Dott.ssa Anna Patrizia Guarino Inserita il 07/02/2016 - 20:05

Gentile Giulia,

mi permetta di riformulare con Lei quello che ha scritto, così da vedere se ho compreso il problema.

Lei vive gli anni universitari lontana dalla casa dei suoi genitori, dove sperimenta una sensazione di autonomia, dove ha amici e interessi e dove ha scopi da perseguire.

Lì la situazione è un po' come essere "sulla strada giusta" e sa bene cosa fare.

Infatti, una volta superati i problemi di ambientazione iniziali, il resto è più semplice, perché si tratta di "canalizzare" gli sforzi, ma le mete (le lezioni, gli esami e la tesi) sono stabilite e Lei le ha chiare di fronte a sè.

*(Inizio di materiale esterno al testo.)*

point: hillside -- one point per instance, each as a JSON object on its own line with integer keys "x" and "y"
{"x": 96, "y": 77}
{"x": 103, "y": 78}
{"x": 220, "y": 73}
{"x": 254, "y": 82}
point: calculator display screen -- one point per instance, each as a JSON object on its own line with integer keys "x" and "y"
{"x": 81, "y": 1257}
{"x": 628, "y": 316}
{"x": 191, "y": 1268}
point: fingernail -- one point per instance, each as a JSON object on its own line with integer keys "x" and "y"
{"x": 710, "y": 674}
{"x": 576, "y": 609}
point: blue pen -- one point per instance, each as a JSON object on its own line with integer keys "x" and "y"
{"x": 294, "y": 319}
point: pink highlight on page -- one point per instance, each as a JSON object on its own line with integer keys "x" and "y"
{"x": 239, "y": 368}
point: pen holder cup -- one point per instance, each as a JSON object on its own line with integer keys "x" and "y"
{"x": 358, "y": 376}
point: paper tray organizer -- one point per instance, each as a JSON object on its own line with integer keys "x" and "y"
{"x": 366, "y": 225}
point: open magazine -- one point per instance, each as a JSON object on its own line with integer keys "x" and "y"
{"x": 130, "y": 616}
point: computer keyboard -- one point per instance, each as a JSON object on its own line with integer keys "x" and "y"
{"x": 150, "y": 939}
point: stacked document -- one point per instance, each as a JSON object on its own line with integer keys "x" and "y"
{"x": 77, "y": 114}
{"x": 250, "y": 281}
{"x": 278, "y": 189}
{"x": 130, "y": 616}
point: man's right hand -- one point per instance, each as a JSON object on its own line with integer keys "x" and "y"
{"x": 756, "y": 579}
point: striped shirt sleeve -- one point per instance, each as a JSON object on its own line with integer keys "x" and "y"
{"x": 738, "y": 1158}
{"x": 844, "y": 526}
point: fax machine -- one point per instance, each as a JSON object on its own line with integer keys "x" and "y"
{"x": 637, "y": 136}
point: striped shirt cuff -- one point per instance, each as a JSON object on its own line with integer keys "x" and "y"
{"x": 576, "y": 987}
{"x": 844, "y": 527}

Un giorno, con abilità ed impegno, le raggiunge tutte.

Torna a casa, dove però non è più autonoma come prima e deve probabilmente sottostare ai ritmi dei suoi genitori.
Sicuramente Lei in questi anni universitari è cambiata, ma non sono cambiati i ruoli all'interno della sua famiglia, così che i suoi ora fanno fatica a capirla e finiscono col criticare il suo comportamento, proprio perché non comprendono come mai ora le sta stretta questa vita.

Lascia gli amici che aveva, non ha un lavoro e non ha mete già fissate da raggiungere.
Di qui, lo sconforto e l'infelicità.

Bene, personalmente trovo che il fatto stesso che Lei stia male in questo momento sia la prova che Lei è una persona in gamba, volitiva e piena di voglia di realizzarsi.

E' normale che una persona così, in questo periodo, si senta demoralizzata e sarebbe strano il contrario.
Accettare e comprendere il motivo per cui si sente così inerme è il primo passo per rialzarsi.

Il primo consiglio è cercare di scoprire come ritrovare l'energia, il carburante, perché ora è Lei che deve stabilirsi da sola le sue nuove mete e raggiungerle.

Lei sa come impegnarsi per il raggiungimento di un obiettivo. E su questo si "conosce", sa che è brava e ha il controllo. Solo che ora il lavoro è aumentato perché prima gli obiettivi erano già prefissati, mentre adesso deve definirli Lei.

Le serve solo la forza per credere in quello che deve fare. E mi creda, ci si riesce.

Il secondo consiglio è quindi valutare una breve serie di consulenze motivazionali con uno psicologo, anche online.

Veda come va, anche se sono sicura che se stabilirà una buona relazione con lo psicologo/a, in pochissimo tempo riprenderà ad impegnarsi per nuovi traguardi, e lo farà contenta e per raggiungerli.


Cordialmente,

Dott.ssa Anna Patrizia Guarino. Psicologa, Roma.